2016: Major campaigns targeting Australian banks. Securify researchers documented Marcher intercepting the launch of Australian banking apps to display overlay phishing screens, marking the transition from generic credit card theft to targeted banking credential harvesting.
2017: Proofpoint publishes analysis of a two-phase Austrian campaign combining desktop phishing with Marcher for mobile 2FA interception.

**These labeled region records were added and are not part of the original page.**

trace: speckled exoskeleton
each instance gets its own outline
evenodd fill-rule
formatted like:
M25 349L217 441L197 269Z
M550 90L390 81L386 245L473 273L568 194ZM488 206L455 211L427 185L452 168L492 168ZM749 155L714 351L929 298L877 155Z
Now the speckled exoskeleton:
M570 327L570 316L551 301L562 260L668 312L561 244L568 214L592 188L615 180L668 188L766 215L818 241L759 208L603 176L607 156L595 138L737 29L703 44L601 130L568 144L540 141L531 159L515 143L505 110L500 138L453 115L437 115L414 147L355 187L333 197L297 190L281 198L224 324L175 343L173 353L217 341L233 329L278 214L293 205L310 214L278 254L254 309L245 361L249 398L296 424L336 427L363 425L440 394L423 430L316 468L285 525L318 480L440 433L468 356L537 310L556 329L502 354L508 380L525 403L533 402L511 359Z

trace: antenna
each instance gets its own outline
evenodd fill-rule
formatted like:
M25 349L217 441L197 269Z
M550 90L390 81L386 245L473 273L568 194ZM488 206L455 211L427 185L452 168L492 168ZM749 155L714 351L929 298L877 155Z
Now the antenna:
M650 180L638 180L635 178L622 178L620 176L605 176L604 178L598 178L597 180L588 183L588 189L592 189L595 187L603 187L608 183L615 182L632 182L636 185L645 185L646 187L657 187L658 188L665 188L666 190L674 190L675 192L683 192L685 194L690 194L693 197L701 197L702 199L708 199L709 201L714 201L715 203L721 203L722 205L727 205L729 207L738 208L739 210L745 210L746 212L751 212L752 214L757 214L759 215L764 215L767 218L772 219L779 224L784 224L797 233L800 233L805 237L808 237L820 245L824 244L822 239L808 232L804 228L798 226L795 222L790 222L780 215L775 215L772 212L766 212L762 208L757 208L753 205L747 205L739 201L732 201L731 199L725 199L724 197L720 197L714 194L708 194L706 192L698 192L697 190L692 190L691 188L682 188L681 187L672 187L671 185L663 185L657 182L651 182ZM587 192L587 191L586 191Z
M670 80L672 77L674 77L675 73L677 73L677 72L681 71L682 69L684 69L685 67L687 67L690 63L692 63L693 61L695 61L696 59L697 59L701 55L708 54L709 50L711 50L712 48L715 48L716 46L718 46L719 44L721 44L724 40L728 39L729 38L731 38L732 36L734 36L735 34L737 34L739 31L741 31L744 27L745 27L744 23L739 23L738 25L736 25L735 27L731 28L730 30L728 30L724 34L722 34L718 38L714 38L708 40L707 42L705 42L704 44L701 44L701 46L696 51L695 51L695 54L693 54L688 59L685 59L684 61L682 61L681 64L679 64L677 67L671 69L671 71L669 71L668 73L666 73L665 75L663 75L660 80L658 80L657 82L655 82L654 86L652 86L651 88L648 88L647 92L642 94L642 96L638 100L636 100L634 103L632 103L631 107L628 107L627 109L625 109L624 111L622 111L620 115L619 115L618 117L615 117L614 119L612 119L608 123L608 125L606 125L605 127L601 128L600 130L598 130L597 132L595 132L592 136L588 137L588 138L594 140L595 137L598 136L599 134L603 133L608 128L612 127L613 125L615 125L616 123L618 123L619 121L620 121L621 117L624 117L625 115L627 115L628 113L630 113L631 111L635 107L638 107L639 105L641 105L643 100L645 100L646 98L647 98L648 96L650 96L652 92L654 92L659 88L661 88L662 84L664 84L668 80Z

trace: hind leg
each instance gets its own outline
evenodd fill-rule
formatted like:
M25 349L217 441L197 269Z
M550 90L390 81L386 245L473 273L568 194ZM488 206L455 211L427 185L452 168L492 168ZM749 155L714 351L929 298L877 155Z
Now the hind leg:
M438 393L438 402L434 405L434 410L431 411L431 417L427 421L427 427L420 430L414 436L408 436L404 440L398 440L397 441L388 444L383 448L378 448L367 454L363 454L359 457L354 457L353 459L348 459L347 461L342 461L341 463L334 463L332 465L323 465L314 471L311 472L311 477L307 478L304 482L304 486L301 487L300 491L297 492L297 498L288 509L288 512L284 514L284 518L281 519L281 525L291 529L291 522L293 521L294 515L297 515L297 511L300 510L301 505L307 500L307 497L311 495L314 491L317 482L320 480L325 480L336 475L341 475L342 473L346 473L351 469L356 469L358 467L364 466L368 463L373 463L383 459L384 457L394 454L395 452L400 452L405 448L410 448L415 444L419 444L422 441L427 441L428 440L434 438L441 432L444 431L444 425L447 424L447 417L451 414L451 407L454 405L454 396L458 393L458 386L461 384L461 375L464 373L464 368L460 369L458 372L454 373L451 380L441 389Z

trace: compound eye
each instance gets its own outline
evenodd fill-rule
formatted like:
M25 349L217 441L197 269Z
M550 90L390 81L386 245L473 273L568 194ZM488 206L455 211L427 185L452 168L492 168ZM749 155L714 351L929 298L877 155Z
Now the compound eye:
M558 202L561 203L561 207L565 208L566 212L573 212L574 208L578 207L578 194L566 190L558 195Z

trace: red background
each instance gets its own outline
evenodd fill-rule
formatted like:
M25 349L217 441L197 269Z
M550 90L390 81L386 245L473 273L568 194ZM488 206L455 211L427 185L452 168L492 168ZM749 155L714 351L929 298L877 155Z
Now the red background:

2018: Marcher activity declines as operators migrate to newer families with more advanced capabilities. Anubis, Hydra, and later Cerberus offer more sophisticated overlay engines, better anti-analysis, and accessibility-based remote control that Marcher lacked.
Related Families¶
Marcher belongs to the first generation of Android overlay banking trojans alongside Svpeng (2013) and BankBot (2014). Together, these families established the overlay attack paradigm that dominates Android banking malware to this day.
The second generation, Anubis (2017), Hydra (2018), and Cerberus (2019), built on Marcher's overlay model while adding accessibility-based remote control, VNC streaming, and more sophisticated anti-analysis. The toolkit distribution model that Marcher pioneered evolved into the formal MaaS operations that Cerberus, Octo, and Hook later commercialized.